The search was designed with assistance from an information scientist with specialization in veterinary science. The CAB Abstracts search was conducted using the following search cord: "(Calf or calves or moo-cow* or cattle) AND (anthelmintic* OR deworm* OR fenbendazole OR oxfendazole OR albendazole OR ivermectin OR eprinomectin OR doramectin OR moxidectin OR levamisole) AND ("weight gain" or "body weight" or "liveweight gain" or growth or "weaning weight" or weight* or gain* or conception or pregnancy or functioning or "toll benefit assay" or economic science or "body condition" or liveweight or "feed conversion efficiency" OR "BCS" OR "trunk condition score" OR seasons OR "seasonal variation") AND (United states OR "United States" OR Connecticut OR Delaware OR Illinois OR Indiana OR Iowa OR Kansas OR Kentucky OR Maryland OR Massachusetts OR Michigan OR Minnesota OR Missouri OR Nebraska OR New Jersey OR New York OR North Dakota OR Ohio OR Pennsylvania OR Rhode Island OR South Dakota OR Vermont OR Virginia OR Due west Virginia OR Wisconsin). Limits included publication dates in or after 1970 and language express to English. Analogous search terms and limits were used in the remaining 3 databases.

The search in WorldCat (FirstSearch, 1970–2013) was [report and ("experiment station" or extension) and (cattle or beef) and (land proper name or university name)] using the country and institution names in Table 1. Only research reports indexed online were evaluated for eligibility. Titles from each online publication's table of contents were reviewed for every year indexed.

Table 1. Relevant states included in the review.

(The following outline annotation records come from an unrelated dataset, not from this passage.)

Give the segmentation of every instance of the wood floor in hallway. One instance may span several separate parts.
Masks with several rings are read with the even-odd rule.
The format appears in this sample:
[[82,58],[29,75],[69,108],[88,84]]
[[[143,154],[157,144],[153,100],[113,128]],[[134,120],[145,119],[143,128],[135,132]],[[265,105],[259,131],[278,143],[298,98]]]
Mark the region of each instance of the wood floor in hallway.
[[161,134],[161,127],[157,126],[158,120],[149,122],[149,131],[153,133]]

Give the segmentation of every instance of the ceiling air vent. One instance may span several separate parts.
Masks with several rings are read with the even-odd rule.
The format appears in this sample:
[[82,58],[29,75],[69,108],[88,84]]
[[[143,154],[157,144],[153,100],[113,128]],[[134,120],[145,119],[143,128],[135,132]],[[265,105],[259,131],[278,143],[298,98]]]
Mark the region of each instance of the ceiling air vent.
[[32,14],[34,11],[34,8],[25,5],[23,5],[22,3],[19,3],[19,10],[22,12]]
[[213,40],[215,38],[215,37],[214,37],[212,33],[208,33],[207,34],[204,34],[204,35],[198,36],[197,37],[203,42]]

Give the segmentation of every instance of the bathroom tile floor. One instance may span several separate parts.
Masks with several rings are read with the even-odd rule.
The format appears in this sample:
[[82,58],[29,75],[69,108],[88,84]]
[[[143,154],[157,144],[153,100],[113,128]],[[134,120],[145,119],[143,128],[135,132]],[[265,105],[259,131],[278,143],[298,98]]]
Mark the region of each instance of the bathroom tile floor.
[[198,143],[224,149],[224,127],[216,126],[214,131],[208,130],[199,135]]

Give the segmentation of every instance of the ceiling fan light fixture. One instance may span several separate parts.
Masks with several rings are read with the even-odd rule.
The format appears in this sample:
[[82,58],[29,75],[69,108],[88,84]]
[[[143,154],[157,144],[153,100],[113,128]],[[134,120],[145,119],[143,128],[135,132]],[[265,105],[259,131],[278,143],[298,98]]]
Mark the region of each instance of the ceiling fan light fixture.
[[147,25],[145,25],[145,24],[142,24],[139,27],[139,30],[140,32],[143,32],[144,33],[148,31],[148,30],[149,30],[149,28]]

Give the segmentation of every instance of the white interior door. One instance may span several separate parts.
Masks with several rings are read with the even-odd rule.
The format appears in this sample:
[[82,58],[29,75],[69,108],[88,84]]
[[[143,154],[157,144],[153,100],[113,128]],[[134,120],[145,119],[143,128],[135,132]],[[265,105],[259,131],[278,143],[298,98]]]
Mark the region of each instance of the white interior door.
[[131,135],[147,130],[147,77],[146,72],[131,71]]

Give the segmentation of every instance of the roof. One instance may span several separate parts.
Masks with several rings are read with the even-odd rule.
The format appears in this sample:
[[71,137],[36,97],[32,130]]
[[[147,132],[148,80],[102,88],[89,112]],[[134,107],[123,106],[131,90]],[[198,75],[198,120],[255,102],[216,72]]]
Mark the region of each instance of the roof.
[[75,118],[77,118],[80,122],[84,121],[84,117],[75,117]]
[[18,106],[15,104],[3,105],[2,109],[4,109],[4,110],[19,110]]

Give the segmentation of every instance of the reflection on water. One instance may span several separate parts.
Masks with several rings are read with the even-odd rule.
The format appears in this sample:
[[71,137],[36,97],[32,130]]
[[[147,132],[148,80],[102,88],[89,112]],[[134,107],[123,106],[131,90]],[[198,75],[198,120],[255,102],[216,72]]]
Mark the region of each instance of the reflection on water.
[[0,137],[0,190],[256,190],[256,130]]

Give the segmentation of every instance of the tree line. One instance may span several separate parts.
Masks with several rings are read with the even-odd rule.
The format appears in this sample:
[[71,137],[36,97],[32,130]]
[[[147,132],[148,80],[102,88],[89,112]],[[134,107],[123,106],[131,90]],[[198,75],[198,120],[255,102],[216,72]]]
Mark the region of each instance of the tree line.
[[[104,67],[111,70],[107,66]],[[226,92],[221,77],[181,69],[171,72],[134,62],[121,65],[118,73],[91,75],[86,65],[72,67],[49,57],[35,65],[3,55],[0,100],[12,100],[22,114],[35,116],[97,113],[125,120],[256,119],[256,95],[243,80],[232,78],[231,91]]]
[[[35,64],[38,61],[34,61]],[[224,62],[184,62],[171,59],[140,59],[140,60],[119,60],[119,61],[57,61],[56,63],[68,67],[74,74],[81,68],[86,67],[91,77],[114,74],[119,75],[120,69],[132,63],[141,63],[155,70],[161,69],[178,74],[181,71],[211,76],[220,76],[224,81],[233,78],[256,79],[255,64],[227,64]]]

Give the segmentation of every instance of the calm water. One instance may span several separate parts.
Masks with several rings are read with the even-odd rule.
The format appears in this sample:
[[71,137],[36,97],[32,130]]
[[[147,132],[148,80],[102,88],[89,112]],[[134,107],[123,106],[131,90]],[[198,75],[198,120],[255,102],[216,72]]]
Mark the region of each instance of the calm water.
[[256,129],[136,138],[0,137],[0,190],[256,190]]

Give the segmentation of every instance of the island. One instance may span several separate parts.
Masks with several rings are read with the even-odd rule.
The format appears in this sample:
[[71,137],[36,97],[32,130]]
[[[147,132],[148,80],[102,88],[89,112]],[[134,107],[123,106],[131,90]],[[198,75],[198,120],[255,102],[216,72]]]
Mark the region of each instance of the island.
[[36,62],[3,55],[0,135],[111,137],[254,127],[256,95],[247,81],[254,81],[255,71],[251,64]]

Connecticut Delaware Illinois Indiana Iowa
Kansas Kentucky Maryland Massachusetts Michigan
Minnesota Missouri Nebraska New Jersey New York
North Dakota Ohio Pennsylvania Rhode Isle Due south Dakota
Vermont Virginia West Virginia Wisconsin

Retrieved citations were imported into Endnote X6® (Thomson Reuters©, 2012) and duplicate citations were removed based on title and author. All citations from EndNote X6® were uploaded to Distiller SR® (Bear witness Partners, Canada), a systematic review software plan.